The transactivation domain of p53 interacts with the Swib domain of Mdm2. The interaction site is in a pocket region. When we focused on the PRISM-predicted putative Mdm2 interaction partners in this region, we noticed that PCNA (proliferating cell nuclear antigen), Casp3 (Caspase 3), Abl and TBP (TATA box binding protein) all bind to Mdm2, blocking its pocket region. Thus, these proteins may compete with p53. Fig. 7A illustrates the interaction between Mdm2 and the transactivation domain of p53 (PDB code: 1ycr; 1ycrAB is the PRISM labeled interface). The predicted binding sites of PCNA, Casp3, Abl and TBP are shown in Fig. 7B. This figure clearly illustrates that these putative exclusive interactions occur in the pocket region of Mdm2, just where p53 binds.

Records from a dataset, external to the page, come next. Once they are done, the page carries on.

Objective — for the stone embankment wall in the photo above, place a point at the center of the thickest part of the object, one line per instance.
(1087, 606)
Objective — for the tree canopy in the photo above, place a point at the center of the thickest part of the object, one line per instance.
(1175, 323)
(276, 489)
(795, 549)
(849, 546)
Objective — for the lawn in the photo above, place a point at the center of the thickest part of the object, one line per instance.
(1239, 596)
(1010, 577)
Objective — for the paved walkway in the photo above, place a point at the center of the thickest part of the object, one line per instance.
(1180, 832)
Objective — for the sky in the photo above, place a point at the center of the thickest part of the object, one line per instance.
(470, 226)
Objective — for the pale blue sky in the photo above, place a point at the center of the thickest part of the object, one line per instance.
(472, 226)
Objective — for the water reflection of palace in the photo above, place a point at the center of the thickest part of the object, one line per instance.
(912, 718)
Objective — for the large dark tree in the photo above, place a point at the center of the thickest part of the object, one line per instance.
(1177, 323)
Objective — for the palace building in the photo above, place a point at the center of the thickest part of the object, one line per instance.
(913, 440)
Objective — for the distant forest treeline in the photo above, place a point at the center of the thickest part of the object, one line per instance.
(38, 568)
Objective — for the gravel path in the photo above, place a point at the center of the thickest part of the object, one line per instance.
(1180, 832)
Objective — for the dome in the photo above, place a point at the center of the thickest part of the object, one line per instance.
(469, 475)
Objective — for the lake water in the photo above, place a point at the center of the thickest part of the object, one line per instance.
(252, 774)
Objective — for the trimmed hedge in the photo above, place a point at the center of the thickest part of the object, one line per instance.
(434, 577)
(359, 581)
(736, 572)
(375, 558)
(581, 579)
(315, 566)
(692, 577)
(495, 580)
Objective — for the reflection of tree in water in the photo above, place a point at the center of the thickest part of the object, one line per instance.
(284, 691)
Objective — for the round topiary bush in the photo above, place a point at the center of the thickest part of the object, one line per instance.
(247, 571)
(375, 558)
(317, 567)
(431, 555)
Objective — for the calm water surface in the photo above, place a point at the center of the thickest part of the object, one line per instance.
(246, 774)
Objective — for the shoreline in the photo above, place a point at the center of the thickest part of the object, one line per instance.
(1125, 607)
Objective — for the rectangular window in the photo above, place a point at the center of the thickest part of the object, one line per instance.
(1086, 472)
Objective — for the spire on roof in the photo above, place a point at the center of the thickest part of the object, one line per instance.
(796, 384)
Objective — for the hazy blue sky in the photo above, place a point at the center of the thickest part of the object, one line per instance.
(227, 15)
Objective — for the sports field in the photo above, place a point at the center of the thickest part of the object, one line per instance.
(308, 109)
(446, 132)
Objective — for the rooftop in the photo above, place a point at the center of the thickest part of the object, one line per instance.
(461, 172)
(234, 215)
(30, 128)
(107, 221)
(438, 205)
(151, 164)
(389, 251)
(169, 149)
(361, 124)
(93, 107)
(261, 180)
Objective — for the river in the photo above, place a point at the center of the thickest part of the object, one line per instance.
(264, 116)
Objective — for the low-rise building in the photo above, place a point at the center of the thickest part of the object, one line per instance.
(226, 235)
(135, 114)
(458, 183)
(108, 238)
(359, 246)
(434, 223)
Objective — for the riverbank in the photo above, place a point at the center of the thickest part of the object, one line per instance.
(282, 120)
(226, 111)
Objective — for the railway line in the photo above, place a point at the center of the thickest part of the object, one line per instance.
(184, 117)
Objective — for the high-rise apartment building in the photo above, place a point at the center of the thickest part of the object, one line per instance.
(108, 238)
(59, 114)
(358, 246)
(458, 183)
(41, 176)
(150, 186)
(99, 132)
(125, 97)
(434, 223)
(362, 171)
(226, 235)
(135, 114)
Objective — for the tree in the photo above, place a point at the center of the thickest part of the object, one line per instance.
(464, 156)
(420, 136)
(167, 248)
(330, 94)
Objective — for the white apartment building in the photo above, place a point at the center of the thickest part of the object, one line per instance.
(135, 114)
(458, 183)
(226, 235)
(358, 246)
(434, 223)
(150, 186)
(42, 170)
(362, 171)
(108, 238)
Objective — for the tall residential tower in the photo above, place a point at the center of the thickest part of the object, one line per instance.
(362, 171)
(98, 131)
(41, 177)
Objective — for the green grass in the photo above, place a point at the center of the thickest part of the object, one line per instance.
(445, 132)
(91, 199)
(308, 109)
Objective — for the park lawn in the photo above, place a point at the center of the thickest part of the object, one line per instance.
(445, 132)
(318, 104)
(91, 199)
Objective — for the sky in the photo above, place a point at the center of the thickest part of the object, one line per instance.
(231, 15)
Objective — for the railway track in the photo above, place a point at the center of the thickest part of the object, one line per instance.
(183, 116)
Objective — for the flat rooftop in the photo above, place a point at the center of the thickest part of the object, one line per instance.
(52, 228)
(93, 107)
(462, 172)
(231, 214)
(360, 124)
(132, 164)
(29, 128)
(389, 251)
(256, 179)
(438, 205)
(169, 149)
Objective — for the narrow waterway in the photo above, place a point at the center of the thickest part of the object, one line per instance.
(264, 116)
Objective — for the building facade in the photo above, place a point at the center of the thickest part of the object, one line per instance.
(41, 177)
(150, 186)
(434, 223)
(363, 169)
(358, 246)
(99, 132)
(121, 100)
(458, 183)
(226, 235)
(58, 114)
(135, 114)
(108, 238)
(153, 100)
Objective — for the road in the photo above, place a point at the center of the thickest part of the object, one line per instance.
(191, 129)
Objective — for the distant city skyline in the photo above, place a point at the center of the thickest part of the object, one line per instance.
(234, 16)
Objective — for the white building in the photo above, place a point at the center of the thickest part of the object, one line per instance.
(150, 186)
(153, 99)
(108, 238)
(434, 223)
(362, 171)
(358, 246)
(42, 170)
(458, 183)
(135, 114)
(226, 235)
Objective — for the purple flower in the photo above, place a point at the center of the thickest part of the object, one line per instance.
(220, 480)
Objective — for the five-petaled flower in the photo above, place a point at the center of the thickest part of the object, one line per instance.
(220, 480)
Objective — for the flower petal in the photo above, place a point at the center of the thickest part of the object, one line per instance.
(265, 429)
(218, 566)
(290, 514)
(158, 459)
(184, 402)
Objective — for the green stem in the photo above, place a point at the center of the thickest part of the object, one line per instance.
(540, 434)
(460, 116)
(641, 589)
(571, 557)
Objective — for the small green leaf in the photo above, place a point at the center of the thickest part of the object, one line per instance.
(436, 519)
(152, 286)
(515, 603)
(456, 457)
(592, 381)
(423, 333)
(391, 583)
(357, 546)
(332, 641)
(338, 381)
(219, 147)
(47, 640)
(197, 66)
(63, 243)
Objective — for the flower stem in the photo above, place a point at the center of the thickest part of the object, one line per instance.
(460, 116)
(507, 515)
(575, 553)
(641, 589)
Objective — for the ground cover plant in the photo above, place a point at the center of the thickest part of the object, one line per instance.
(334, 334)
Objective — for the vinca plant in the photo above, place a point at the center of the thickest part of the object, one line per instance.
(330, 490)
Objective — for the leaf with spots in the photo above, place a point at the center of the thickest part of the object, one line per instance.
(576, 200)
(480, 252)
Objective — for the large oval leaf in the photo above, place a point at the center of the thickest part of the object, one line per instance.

Fig. 7. Predicted partners interacting at the pocket region of Mdm2. (A) Mdm2–p53 complex taken from PDB. (B) Possible partners predicted by PRISM.

Fig. 7

Open in a new tab

From experimental studies we know that Abl neutralizes the Mdm2-mediated degradation of p53. Abl binds to p53 and enhances its transcriptional activity, thus allowing p53 to overcome Mdm2-mediated degradation. Abl interacts with Mdm2 in vivo and in vitro. This interaction can occur in multiple Mdm2 sites.53 Here, we predict that Abl binds to Mdm2 using the Swib domain of Mdm2. This region also corresponds to the pocket region where Mdm2 binds to p53. This scenario may be a mechanism to block the Mdm2–p53 interaction decreasing Mdm2-dependent degradation of p53.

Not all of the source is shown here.